Non si limita a produrre oggetti belli da guardare, ma si oppone alla cultura dello scarto, quella
che tende a misurare il valore delle persone solo
in base alla produttività economica o alla giovinezza del corpo.
È interessante notare come, nelle opere degli anziani, spesso emerga una libertà espressiva
che talvolta manca ai più giovani. nLiberati dal bisogno di apparire o di rispettare le mode,
molti anziani si permettono di sperimentare, di osare, di creare senza vincoli. Questo li rende
artisti autentici, capaci di trasmettere emozioni pure, non filtrate da aspettative esterne.

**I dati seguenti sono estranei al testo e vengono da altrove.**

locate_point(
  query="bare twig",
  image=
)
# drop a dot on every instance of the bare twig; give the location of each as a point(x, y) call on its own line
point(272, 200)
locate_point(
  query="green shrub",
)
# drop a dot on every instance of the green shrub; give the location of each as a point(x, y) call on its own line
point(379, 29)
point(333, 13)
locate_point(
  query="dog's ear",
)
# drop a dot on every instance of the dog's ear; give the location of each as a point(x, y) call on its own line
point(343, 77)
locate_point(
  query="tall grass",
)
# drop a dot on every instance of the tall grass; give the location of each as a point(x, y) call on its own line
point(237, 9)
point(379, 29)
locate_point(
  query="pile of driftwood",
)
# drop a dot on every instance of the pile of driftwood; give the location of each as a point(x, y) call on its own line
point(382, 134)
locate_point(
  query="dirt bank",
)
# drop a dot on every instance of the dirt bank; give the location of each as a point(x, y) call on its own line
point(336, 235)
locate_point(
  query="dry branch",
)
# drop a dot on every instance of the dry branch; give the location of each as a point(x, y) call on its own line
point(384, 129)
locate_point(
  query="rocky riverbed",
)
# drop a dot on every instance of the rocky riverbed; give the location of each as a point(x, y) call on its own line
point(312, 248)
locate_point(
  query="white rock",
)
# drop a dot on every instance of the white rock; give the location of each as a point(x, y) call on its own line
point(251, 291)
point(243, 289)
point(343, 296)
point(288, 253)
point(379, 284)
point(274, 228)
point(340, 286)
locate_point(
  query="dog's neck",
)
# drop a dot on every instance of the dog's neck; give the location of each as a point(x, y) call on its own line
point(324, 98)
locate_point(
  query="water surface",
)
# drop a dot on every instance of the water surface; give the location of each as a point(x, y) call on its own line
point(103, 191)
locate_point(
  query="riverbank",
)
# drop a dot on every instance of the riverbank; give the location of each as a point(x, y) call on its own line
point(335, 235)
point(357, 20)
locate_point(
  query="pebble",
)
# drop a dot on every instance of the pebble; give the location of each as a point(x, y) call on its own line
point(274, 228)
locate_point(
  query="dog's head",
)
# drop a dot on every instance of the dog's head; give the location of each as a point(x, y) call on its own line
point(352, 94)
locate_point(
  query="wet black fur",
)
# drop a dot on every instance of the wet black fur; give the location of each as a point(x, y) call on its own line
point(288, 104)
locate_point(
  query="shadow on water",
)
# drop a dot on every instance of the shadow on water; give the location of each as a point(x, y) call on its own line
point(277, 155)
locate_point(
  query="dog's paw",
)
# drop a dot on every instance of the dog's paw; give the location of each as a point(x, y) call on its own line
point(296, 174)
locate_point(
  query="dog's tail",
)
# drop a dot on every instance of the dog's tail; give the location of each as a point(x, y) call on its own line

Inoltre, la creatività degli anziani ci insegna che la bellezza non risiede soltanto nella perfezione tecnica.
Un disegno magari incerto nella forma può contenere un’intensità emotiva che tocca chi lo
osserva in modo diretto e sincero.
Così, l’arte diventa anche una lezione per chi guarda: ci invita a rivedere i criteri con cui giudichiamo il valore, a privilegiare l’autenticità rispetto alla perfezione.

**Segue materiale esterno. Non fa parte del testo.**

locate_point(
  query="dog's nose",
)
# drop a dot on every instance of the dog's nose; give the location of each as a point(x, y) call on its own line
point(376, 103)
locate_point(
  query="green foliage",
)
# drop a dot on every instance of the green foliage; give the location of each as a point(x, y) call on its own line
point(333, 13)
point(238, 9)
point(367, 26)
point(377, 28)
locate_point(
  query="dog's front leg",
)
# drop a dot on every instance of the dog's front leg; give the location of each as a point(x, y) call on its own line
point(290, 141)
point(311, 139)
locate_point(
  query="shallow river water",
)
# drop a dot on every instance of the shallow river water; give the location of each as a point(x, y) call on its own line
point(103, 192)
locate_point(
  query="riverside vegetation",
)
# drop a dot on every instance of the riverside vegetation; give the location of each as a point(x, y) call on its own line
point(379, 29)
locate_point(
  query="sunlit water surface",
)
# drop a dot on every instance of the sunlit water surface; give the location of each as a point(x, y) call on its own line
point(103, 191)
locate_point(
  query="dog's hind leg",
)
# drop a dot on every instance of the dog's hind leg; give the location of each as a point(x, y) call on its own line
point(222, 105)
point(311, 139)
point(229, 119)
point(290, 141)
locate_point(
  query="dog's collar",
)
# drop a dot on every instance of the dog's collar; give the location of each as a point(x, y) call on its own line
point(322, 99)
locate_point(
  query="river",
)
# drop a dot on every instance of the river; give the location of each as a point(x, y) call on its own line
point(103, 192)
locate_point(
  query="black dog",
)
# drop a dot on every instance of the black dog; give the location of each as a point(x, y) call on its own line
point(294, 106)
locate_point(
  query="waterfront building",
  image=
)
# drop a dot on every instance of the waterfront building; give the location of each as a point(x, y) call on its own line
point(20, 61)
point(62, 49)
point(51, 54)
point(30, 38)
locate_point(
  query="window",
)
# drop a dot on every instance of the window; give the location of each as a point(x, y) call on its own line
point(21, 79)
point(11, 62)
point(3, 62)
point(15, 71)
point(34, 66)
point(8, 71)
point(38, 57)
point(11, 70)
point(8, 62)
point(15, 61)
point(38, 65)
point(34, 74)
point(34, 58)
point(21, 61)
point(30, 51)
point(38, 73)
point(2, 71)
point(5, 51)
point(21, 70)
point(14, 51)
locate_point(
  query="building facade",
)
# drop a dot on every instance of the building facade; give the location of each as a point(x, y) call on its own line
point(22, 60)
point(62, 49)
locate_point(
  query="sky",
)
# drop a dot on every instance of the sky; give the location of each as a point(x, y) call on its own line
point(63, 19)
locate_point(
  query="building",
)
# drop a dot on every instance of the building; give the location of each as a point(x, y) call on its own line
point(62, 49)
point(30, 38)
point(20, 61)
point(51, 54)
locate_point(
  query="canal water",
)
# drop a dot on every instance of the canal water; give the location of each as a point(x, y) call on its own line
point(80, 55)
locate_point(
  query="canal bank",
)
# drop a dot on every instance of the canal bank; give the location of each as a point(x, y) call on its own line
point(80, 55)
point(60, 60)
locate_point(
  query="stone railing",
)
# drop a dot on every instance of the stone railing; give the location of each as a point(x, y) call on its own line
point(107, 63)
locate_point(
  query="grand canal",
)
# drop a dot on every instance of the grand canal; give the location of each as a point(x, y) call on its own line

Questo è ciò che SeniorArt vuole rappresentare e il sottotitolo “e le rughe diventano opere
d’arte” assume un significato ancora più profondo, proprio come lo sono spesso le rughe degli anziani, simbolo di vecchiaia ma anche di saggezza e di vita vissuta.
Le opere esposte sono il frutto del lavoro artistico di oltre 30 artisti contemporanei che interpretano le loro emozioni ed il loro mondo con il colore e la materia in dipinti e opere scultoree di estrema intensità e profondità, opere che richiamano emozioni profonde ed esperienze di vita intense.
Accompagnano le opere di questi artisti alcune opere della Collezione della Regione Autonoma Trentino-Alto Adige/Südtirol, tra le quali vorrei segnalare l’opera realizzata da Pietro
Verdini, artista perginese deceduto qualche giorno fa.